In an opening speech at an economic meeting with investment bankers and experts, Bank of Korea Gov. Lee Ju-yeol pointed to the nation’s spiking consumer prices, which gained 3.2 percent on-year -- the sharpest rise since January 2012, when the corresponding figure stood at 3.3 percent.

Lee said the jump in inflation resulted from unprecedented disruptions in the global supply chain. Global supply chains have failed to keep pace with the fast-recovering demand from major economies, driven by smooth vaccine supplies, the BOK chief explained.

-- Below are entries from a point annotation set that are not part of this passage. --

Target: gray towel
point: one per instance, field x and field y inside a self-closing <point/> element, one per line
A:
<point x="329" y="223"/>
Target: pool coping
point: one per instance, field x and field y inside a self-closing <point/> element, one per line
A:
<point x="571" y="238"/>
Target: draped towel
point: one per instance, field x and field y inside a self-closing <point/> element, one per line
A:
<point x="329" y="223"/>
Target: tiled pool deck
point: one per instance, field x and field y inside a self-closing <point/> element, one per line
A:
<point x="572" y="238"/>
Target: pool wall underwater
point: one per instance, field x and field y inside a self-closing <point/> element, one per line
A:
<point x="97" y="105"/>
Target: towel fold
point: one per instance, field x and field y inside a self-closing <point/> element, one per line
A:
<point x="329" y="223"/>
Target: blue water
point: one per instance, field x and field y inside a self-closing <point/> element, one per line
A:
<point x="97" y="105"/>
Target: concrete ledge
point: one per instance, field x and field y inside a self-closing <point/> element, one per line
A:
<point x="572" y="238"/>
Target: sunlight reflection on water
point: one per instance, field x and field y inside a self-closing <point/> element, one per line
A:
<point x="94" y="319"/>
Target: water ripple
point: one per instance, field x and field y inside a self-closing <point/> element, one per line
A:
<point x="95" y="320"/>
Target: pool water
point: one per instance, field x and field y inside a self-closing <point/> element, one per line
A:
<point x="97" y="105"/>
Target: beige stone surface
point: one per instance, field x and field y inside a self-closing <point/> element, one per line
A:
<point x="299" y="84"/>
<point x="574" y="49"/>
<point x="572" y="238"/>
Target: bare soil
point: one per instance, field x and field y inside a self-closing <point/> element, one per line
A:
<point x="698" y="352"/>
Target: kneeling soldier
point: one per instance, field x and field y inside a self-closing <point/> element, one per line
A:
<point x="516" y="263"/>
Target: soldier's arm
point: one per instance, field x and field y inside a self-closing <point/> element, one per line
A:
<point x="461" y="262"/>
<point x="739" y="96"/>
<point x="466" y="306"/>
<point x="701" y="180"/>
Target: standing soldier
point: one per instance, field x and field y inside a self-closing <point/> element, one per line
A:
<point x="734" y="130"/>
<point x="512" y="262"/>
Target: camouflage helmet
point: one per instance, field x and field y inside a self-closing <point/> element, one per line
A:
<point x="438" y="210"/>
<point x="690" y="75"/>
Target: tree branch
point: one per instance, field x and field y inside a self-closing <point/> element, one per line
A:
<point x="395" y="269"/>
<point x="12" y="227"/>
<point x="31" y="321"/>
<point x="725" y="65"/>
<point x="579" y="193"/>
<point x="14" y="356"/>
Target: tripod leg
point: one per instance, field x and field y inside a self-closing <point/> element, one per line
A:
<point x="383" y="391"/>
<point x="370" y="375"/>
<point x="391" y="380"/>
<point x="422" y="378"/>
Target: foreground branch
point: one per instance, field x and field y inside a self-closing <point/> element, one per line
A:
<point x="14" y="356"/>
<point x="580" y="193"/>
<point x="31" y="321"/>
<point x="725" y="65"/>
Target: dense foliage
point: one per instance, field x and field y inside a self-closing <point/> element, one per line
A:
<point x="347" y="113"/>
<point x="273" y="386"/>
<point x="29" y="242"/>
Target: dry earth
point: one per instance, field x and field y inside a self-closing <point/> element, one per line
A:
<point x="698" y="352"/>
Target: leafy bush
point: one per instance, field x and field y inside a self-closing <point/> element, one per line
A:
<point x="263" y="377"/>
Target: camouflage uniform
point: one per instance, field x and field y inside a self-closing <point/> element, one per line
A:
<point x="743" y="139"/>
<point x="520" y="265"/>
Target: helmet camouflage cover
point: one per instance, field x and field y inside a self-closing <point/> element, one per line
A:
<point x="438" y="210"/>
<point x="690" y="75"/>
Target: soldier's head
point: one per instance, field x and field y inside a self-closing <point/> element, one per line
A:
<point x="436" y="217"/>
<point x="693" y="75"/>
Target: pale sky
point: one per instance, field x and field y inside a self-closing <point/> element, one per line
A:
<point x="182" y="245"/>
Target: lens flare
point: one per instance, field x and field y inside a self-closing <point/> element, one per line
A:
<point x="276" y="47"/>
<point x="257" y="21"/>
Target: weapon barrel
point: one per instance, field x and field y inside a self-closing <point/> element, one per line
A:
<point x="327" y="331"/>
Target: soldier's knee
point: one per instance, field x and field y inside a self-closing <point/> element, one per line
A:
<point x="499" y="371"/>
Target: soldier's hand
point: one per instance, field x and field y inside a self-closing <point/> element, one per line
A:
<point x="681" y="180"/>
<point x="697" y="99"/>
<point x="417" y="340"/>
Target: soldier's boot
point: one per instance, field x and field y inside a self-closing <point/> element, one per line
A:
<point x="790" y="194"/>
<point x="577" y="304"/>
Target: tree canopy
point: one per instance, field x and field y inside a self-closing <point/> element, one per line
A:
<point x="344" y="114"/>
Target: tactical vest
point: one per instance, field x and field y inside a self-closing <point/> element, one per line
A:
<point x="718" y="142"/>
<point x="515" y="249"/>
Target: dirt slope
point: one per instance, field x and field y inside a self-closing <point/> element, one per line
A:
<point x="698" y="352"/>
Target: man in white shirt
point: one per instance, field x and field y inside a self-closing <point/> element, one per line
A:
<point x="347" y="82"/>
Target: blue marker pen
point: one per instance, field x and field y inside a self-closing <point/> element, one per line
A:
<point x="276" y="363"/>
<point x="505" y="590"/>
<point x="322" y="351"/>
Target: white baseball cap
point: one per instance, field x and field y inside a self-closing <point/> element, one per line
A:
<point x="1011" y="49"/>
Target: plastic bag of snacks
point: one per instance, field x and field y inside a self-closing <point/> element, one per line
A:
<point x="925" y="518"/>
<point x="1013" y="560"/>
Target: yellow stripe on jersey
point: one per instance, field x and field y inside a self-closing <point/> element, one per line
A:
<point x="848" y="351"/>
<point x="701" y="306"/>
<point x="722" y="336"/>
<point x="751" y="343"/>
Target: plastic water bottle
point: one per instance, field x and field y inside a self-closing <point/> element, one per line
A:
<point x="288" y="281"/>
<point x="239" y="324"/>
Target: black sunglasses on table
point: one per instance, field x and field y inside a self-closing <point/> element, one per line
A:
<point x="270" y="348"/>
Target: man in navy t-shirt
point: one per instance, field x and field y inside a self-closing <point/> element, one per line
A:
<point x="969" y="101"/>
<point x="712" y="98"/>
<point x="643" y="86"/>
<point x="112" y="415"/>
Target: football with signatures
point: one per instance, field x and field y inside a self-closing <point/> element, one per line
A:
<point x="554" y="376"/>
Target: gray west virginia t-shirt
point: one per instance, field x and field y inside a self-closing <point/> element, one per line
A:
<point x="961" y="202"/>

Korea is struggling with a shortage of urea solution, also known as diesel exhaust fluid, and prices of the chemical have escalated in recent weeks. China -- which accounted for more than 97 percent of Korea’s urea imports in the first nine months of this year -- tightened exports of fertilizers and related materials, including urea, in October amid a power crisis caused by a coal supply shortage. Urea is extracted from coal.

While highlighting the obstacles, Lee said Korea’s economy was on the road to recovery, driven by robust exports and rebounding consumption. Korea adopted a “living with COVID-19” strategy at the beginning of this month, easing social distancing measures and treating the coronavirus more like seasonal influenza.

Asia’s fourth-largest economy’s full vaccination rate hit 77.4 percent, and 81.3 percent of the population had received at least one shot as of Thursday, according to the nation’s health authorities.

Lee expressed concern that in the changing global and local economic landscape, the BOK faces “unknowable uncertainties,” hinting that the central bank may have to revamp its operations to deal with new tasks at hand.

Korea also faces structural changes due to COVID-19, including shifts toward digitalization and a low-carbon economy, and the ongoing drastic transformation in the global value chain.

“In this sense, 2022 will work as an important turning point in shifting toward a new equilibrium,” Lee said.

The BOK in August forecast an annual inflation rate of 2.1 percent, but Lee recently said consumer prices are likely to exceed the August projections. The central bank forecast in May that Korea’s economy would grow 4 percent this year, while the government projected 4.2 percent growth.

Aside from the opening speech, Thursday’s meeting was held behind closed doors.